You are fine to seed now. Temps are abnormally high but won't stay that way. By the end of the month, your normal high is only 72F. It's actually good to have high temps at seeding for a warm seedbed. Your TF should emerge in about 5 to 6 days. Bottom line, don't worry about abnormally warm temps right now.


----------



## WesternPA (Jul 29, 2018)

Just to add one point of clarity to the OP. One would only put down lime if you have low pH (acidic) levels. Agricultural limestone (aglime) will buffer low pH as it is alkaline.


----------



## Mudokon (Jun 7, 2017)

WesternPA said:


> Just to add one point of clarity to the OP. One would only put down lime if you have low pH (acidic) levels. Agricultural limestone (aglime) will buffer low pH as it is alkaline.


yeah we have alot of moss here in seattle because of cold and wet, so in october i usually throw down fertilizer and lime to help counter it.

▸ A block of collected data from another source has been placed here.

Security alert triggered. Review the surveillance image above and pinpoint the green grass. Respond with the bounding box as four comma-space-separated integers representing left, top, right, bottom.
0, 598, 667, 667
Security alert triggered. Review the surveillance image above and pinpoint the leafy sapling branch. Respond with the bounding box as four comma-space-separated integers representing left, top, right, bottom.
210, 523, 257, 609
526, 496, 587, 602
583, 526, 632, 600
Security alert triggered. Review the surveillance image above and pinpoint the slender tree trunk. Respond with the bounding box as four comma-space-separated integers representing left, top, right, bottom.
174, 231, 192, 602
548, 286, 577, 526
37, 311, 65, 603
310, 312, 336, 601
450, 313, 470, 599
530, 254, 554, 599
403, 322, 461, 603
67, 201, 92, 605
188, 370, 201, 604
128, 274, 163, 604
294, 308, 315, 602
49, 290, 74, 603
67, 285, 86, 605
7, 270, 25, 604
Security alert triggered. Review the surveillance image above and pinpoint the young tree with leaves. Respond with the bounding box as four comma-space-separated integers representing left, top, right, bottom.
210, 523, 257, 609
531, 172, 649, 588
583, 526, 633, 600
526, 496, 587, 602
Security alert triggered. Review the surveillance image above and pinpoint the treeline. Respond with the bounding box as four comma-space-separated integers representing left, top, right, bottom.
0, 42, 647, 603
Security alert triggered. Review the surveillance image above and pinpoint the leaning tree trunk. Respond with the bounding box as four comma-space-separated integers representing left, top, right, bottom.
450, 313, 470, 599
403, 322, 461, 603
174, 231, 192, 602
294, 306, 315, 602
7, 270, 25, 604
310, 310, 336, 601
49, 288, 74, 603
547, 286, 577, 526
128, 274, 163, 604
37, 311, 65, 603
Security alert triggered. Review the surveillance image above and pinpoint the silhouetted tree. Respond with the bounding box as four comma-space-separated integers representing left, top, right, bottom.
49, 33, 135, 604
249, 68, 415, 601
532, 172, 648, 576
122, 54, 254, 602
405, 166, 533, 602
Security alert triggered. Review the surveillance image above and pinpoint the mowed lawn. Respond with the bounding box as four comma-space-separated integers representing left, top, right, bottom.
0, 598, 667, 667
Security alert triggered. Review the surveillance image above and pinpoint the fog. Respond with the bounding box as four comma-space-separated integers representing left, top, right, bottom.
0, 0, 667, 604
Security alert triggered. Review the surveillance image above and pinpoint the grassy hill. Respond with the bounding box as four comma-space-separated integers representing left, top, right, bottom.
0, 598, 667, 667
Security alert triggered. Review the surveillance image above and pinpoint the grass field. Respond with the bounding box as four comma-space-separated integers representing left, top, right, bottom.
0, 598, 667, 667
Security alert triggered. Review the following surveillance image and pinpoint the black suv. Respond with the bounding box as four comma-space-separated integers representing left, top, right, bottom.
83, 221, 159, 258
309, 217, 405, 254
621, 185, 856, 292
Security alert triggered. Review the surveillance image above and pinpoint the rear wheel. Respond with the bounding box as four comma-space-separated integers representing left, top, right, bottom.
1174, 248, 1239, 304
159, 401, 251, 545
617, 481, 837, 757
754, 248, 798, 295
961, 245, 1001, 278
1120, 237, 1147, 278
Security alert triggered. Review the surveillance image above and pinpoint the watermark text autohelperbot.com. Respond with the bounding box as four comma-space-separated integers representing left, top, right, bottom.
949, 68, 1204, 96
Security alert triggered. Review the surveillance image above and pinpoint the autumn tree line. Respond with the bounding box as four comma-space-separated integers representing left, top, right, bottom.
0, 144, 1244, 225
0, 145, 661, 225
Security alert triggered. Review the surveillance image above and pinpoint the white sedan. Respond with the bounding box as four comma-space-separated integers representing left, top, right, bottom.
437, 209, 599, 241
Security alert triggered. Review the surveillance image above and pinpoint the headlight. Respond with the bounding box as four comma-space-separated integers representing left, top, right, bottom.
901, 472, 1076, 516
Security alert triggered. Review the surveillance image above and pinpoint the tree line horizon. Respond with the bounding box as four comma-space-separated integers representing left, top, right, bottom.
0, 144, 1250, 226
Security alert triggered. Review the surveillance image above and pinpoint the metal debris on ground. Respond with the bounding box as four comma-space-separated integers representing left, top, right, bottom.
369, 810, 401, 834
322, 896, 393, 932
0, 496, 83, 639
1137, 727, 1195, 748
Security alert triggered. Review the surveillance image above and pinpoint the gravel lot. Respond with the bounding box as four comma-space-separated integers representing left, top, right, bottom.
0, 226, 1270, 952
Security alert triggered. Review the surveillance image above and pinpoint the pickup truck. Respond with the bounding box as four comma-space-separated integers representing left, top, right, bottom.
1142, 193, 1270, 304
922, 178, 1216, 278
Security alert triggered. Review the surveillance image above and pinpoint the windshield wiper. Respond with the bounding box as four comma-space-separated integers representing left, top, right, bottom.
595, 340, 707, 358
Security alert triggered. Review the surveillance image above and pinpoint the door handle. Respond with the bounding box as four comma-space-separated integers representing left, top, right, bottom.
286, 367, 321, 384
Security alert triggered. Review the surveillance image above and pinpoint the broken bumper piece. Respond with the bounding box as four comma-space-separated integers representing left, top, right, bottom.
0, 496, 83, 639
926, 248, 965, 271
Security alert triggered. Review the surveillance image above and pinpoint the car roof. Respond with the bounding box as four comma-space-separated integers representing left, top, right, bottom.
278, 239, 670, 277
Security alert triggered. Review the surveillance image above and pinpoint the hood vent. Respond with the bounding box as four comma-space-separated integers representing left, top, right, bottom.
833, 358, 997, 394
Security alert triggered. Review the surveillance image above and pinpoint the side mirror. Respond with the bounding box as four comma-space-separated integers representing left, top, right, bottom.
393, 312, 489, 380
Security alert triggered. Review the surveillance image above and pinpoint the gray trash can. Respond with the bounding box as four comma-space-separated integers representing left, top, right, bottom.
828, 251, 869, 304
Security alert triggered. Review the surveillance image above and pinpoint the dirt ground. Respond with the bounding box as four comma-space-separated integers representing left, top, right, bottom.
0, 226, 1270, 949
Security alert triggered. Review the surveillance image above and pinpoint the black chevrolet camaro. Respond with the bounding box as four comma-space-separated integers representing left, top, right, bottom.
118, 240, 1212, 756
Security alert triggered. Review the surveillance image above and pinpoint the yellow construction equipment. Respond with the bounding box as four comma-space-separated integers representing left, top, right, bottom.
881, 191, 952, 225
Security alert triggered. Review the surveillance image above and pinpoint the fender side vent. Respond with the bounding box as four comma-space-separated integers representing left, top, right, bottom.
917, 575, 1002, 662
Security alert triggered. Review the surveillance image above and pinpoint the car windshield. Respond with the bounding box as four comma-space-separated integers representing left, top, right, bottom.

i put down Lilly Miller Super Sweet Sweet Lime Conditioner


----------



## g-man (Jun 15, 2017)

@Mudokon you should only add lime if your soil pH is low, based on a soil test. If it ok, then use iron for moss.


----------



## Mudokon (Jun 7, 2017)

g-man said:


> @Mudokon you should only add lime if your soil pH is low, based on a soil test. If it ok, then use iron for moss.


whoops sorry, what i meant to say is i use iron for the moss but my neighbor who's lived next door since the houses were built in 1978, he's total organic gardener, he told me the soil is very clay and rocky and he adds lime to it to help.

so its technically not a test done, but since his lawn looks great and my is crap, i was following his lead.


----------